Los explosivos habían sido guardados en diez maletas de fibra, y las metralletas, enrolladas en toallas y metidas en mochilas. Azamat Krim llevaba los detonadores, envueltos en algodón, en una caja de cigarros de la que nunca se separaba. Cuando oscureció, transportaron la mercancía a la furgoneta de segunda mano del grupo, con matrícula belga, y emprendieron la marcha hacia Blankenburge.

Cuando trasladaron el equipo a la lancha, amparados en la oscuridad, la pequeña población de veraneo a orillas del mar del Norte estaba silenciosa, y su puerto, virtualmente desierto. Era sábado, y, aunque un hombre que había sacado a su perro a dar un paseo por el muelle advirtió su movimiento, eso no le llamó la atención. Los grupos de aficionados a la pesca que preparaban una excursión de fin de semana eran bastante frecuentes, aunque todavía era un poco pronto y aún hacía frío.

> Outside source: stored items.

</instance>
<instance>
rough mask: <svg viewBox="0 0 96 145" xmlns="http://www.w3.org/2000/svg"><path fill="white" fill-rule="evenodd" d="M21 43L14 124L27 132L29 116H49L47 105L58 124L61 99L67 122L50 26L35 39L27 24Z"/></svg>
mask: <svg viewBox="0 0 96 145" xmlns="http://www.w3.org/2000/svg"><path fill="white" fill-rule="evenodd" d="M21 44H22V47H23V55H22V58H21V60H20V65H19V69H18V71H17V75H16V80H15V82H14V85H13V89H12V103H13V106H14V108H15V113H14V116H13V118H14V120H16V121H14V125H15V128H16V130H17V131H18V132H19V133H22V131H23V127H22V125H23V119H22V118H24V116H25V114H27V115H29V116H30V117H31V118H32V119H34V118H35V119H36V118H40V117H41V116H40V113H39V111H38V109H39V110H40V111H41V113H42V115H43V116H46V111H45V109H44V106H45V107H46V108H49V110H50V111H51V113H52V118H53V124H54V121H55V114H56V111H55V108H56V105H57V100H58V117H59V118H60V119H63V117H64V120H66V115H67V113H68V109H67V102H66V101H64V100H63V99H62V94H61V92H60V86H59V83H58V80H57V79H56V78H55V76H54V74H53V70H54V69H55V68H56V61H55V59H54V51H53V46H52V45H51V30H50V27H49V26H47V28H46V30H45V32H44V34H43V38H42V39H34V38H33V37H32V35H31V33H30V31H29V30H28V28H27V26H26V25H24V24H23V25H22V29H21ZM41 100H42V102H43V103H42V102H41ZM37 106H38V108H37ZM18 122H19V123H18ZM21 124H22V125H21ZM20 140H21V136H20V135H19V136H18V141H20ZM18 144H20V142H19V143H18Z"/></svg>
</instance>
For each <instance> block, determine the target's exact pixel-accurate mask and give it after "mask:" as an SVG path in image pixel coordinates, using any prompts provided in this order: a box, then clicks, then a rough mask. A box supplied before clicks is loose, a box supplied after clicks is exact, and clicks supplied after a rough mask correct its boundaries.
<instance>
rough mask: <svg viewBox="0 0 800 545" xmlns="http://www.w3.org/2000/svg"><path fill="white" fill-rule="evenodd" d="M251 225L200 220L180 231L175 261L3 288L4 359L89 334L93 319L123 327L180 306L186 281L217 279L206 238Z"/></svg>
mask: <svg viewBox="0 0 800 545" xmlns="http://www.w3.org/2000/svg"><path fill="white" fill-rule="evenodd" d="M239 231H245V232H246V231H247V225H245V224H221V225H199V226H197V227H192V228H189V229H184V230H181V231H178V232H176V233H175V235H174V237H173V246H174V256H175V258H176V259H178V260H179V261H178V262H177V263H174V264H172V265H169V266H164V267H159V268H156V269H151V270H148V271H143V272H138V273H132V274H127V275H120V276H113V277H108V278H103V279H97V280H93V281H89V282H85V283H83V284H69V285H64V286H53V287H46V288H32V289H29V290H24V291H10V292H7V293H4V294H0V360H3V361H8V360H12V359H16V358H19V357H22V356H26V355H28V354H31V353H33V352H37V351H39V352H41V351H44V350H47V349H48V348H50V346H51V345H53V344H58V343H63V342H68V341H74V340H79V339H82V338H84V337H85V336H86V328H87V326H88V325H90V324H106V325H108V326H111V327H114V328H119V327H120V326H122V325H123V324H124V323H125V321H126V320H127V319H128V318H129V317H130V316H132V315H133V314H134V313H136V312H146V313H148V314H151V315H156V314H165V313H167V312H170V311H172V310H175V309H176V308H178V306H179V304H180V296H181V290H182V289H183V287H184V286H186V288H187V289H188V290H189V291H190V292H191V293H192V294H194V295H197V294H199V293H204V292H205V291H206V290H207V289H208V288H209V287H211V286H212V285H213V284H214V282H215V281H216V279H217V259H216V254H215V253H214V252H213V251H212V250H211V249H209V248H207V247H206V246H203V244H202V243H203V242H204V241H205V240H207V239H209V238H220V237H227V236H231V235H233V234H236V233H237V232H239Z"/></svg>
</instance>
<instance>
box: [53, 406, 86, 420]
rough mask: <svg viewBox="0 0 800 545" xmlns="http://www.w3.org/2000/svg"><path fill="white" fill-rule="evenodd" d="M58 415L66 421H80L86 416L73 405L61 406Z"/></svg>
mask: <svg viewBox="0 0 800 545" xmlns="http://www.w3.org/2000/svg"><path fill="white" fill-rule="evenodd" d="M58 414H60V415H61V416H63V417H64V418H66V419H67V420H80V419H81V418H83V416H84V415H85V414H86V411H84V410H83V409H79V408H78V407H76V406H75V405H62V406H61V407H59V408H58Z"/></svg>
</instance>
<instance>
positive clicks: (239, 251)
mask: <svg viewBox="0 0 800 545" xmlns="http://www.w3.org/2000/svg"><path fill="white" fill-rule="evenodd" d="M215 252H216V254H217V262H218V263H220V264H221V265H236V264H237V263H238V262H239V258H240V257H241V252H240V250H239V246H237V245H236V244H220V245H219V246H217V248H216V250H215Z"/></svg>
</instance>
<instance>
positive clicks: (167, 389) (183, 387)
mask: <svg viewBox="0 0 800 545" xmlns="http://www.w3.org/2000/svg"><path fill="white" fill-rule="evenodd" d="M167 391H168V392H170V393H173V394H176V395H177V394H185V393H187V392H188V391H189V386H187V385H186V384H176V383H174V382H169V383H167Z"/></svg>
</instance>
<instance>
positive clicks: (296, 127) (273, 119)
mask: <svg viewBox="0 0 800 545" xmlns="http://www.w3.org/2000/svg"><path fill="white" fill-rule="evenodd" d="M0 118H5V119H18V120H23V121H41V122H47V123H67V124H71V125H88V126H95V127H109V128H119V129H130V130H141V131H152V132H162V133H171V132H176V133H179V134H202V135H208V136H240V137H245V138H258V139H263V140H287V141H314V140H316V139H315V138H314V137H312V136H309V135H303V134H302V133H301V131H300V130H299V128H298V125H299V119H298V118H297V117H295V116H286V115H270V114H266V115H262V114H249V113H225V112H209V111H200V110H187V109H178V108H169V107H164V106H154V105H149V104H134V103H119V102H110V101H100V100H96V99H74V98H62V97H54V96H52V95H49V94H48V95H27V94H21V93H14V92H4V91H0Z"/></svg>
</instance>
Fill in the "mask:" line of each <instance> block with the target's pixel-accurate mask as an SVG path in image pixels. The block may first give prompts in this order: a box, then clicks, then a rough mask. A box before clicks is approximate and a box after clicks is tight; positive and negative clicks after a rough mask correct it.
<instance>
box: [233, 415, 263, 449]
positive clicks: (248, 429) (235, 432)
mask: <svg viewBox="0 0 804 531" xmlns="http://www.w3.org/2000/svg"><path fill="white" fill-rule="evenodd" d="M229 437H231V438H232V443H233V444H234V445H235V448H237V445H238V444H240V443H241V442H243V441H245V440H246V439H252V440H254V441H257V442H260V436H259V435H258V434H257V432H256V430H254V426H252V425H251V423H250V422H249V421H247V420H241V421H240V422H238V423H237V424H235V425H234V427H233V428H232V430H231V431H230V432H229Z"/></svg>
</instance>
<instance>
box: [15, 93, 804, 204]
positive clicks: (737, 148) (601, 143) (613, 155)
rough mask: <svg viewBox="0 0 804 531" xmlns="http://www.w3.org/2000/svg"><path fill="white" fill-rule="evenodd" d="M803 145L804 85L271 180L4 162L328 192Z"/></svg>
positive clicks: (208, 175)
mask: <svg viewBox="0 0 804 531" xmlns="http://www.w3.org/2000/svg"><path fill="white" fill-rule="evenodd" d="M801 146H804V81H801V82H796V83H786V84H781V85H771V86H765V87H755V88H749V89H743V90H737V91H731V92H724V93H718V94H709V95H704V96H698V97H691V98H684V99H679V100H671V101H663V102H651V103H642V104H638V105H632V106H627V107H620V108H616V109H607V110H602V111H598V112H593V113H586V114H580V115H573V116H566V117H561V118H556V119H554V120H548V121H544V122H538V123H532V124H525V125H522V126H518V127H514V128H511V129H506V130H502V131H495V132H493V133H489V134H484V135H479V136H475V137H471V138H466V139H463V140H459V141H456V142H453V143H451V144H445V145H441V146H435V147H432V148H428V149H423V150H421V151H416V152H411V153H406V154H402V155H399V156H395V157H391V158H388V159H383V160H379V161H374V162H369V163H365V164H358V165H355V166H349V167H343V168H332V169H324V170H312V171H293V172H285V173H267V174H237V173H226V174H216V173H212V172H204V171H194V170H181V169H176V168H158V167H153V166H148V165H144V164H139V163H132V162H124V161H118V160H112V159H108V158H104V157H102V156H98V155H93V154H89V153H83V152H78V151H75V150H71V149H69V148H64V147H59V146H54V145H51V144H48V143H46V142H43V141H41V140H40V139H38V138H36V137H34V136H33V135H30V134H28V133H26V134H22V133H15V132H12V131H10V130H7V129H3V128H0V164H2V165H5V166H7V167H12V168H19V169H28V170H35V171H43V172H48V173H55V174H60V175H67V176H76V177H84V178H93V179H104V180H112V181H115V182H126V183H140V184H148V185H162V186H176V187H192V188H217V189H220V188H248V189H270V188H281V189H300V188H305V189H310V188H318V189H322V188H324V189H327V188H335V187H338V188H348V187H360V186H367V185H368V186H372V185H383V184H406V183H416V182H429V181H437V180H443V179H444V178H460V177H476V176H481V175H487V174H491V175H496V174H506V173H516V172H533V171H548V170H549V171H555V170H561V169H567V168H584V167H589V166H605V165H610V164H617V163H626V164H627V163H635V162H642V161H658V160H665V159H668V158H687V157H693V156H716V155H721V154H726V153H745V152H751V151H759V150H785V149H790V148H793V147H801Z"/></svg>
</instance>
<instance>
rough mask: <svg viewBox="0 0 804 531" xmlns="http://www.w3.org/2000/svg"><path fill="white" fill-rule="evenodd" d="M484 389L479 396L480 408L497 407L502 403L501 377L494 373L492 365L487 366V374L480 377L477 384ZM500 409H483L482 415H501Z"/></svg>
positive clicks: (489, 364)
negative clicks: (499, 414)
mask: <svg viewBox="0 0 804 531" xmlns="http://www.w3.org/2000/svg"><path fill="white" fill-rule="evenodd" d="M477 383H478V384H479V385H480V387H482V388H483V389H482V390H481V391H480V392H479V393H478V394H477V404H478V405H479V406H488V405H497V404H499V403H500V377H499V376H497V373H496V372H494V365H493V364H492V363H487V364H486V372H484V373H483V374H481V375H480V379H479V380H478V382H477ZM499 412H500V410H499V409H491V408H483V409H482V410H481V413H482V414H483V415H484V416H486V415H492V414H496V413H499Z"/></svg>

El domingo, 27, Miroslav Kaminsky se despidió de ellos y regresó a Bruselas en la furgoneta. Tenía que limpiar el piso sin dejar el menor rastro, abandonarlo y llevar el vehículo a un lugar previamente establecido de los pólders de Holanda. Allí lo dejaría, con la llave de contacto en un sitio convenido, y tomaría el transbordador para volver a Harwich y Londres. Había aprendido bien el itinerario y confiaba en que podría realizar debidamente su parte del plan.

Los siete hombres restantes salieron del puerto y navegaron tranquilamente costa arriba, para perderse entre las islas de Walcheren y Beveland del Norte, justo más allá de la frontera holandesa. Una vez allí, y con sus aparejos de pesca bien visibles, se detuvieron y esperaron. En el camarote, Andrew Drake permanecía acurrucado delante de un poderoso aparato de radio, escuchando, en la longitud de onda del control del estuario de Mosa, las interminables llamadas a los barcos que entraban o salían de Europort y Rotterdam.